Amazingly, the former Brexit Secretary did not get on with the zealot Remain campaigner when they met at the BBC in 2016. She has now jumped on the band-wagon, accusing Raab of calling her ‘stupid’ or ‘naive’ during their encounter. Which I’d say is on the nicer side of things one might have said to Miller, who went on to pretend to be carrying out a strictly non-political, almost drily legal exercise to stall Brexit – one that was in no way a political intervention, because she had no political ambitions. As she showed when she launched that ‘True and Fair’ party of hers last year.

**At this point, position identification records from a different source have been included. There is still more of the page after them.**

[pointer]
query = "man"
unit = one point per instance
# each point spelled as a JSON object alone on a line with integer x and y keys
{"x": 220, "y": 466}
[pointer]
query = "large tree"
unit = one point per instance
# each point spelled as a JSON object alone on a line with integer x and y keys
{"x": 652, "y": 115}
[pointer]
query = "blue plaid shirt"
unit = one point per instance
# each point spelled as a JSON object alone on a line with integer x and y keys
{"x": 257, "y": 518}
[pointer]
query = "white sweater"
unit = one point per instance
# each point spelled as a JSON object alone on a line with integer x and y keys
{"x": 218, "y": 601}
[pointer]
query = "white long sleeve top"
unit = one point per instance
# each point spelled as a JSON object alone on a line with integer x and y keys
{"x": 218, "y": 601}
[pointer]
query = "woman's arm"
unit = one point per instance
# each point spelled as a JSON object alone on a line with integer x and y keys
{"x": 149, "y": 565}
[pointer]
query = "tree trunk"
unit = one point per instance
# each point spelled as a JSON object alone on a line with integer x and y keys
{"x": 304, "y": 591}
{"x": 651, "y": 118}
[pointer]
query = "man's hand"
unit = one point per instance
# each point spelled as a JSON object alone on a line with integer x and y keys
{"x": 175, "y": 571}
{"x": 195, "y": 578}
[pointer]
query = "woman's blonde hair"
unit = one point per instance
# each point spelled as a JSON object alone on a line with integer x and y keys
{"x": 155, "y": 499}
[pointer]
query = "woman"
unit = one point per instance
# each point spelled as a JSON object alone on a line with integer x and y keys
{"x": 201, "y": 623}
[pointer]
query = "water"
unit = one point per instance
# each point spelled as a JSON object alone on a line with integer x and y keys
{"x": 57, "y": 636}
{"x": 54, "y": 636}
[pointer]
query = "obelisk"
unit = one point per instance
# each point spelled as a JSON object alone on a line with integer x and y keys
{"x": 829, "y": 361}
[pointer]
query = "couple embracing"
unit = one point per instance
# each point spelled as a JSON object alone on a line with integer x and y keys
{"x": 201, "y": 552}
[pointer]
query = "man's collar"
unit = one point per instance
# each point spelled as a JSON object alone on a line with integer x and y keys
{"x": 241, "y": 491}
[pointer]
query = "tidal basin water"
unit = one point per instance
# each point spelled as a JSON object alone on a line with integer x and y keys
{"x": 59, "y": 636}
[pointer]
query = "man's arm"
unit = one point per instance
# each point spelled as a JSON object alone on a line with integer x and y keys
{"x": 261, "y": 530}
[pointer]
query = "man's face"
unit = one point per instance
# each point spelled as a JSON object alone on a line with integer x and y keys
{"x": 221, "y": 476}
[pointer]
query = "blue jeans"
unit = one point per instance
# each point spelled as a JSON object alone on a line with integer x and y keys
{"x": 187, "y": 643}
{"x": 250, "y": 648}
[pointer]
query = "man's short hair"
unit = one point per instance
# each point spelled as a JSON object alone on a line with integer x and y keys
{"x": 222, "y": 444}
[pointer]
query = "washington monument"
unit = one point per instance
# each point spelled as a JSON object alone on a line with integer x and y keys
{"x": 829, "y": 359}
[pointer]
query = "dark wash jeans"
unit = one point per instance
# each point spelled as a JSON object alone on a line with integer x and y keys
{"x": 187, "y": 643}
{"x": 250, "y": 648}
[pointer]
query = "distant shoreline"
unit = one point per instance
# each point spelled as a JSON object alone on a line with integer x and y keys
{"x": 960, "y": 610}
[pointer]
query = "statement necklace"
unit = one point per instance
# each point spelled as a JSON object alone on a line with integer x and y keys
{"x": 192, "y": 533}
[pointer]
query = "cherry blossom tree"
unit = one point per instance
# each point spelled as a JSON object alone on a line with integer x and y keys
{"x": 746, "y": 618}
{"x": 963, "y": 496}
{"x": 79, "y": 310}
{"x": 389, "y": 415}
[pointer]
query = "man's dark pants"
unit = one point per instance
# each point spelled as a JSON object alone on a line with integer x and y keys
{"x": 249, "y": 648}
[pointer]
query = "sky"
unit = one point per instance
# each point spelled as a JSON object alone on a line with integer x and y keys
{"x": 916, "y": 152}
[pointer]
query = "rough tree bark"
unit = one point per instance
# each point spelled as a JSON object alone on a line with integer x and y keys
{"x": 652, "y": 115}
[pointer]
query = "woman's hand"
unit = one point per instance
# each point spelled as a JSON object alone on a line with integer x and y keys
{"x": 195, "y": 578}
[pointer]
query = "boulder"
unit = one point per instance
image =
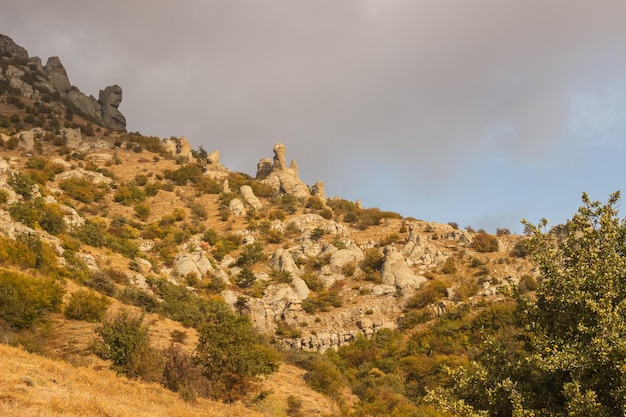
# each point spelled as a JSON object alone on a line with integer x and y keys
{"x": 395, "y": 271}
{"x": 284, "y": 179}
{"x": 73, "y": 137}
{"x": 26, "y": 140}
{"x": 236, "y": 207}
{"x": 110, "y": 99}
{"x": 249, "y": 198}
{"x": 7, "y": 46}
{"x": 55, "y": 71}
{"x": 191, "y": 263}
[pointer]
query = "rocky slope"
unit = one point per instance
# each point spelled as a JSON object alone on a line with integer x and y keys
{"x": 311, "y": 272}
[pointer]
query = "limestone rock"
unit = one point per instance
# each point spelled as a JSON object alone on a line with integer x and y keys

All this has become the subject of a formal investigation led by Adam Tolley KC. And just in case you thought for a moment ‘Ah, at last, a grown-up’, here is the endorsement of Tolley published on the website of his Fountain Court chambers: ‘His written work is excellent and he is very kind so clients trust him. He is also very detailed, his drafting is good.’
When I survey the current state of Britain, apart from needing to lie down, I always face one question. When was it that the grown-ups disappeared, or otherwise chose to vacate the room? How is it that the party of Gordon Brown is simulating horror at the throwing of a cherry tomato? That civil servants complain if someone doesn’t like their homework? That the trial of the Deputy Prime Minister is being carried out by a man who boasts about commendations for his written work and for being ‘kind’? When did we all become such drips?
If I want to cheer myself up, I tell myself that the answer is that not everybody is. It’s just that everybody has to pretend to be. And that’s because at one end people are stuck in a cycle of mock outrage (or fake outrage), while at the other end we have almost nobody in a position of power willing to say: ‘Put a cake in it and get on with your job, you whining, sub-par twot.’ How I wish they would.